Gejala Neck Military
Gejala dapat berbeda pada setiap orang, tetapi beberapa keluhan yang umum muncul adalah:
- Leher terasa kaku
- Nyeri pada leher dan bahu
- Sakit kepala tegang
- Gerakan leher terasa terbatas
- Mudah pegal saat duduk lama
- Nyeri menjalar ke punggung atas
- Postur kepala tampak maju ke depan (forward head posture)
Pada beberapa kasus, kondisi ini juga dapat menimbulkan rasa kesemutan atau pusing.
Cara Mengatasi Neck Military
Penanganan neck military biasanya disesuaikan dengan tingkat keparahan dan penyebabnya. Beberapa metode yang umum dilakukan meliputi:
1. Perbaikan Postur
Mengurangi kebiasaan menunduk terlalu lama dan menjaga posisi duduk yang ergonomis sangat penting untuk membantu mengurangi tekanan pada leher.

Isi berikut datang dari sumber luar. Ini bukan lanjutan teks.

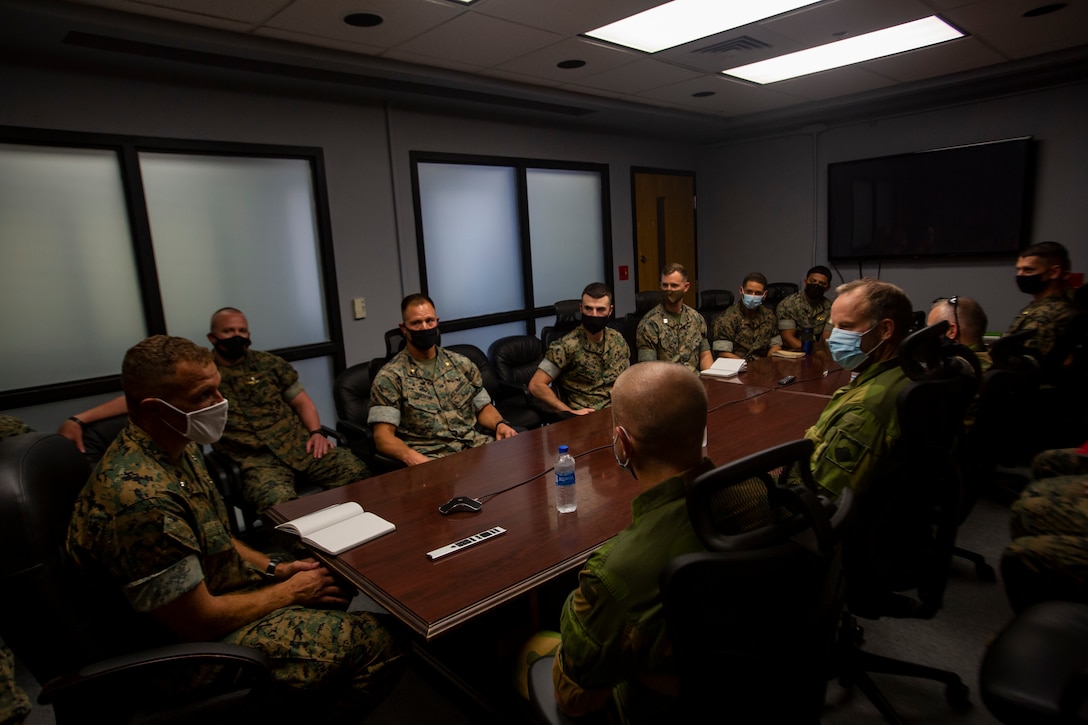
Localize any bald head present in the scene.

2. Exercise dan Stretching

Latihan khusus untuk memperkuat otot leher dan memperbaiki postur dapat membantu mengembalikan keseimbangan tubuh.
3. Fisioterapi
Program fisioterapi dapat membantu mengurangi nyeri, meningkatkan mobilitas leher, serta memperbaiki pola postur secara bertahap.
4. Penggunaan Support atau Brace
Pada beberapa kondisi tertentu, penggunaan support dapat membantu menjaga posisi leher agar lebih stabil sesuai rekomendasi tenaga medis.
Tips Mencegah Neck Military


Beberapa kebiasaan sederhana berikut dapat membantu menjaga kesehatan leher:
- Hindari menunduk terlalu lama saat bermain HP
- Gunakan meja dan kursi kerja yang ergonomis
- Rutin stretching setiap beberapa jam
- Jaga posisi tidur tetap nyaman
- Rutin olahraga untuk menjaga fleksibilitas tubuh
Kesimpulan
Neck military adalah kondisi ketika leher kehilangan lengkungan alaminya sehingga menyebabkan leher menjadi lebih lurus. Kondisi ini dapat memicu nyeri, kekakuan, dan gangguan postur jika tidak ditangani dengan baik.
Dengan penanganan yang tepat seperti perbaikan postur, exercise, dan fisioterapi, keluhan neck military dapat membantu dikontrol sehingga kualitas hidup tetap terjaga.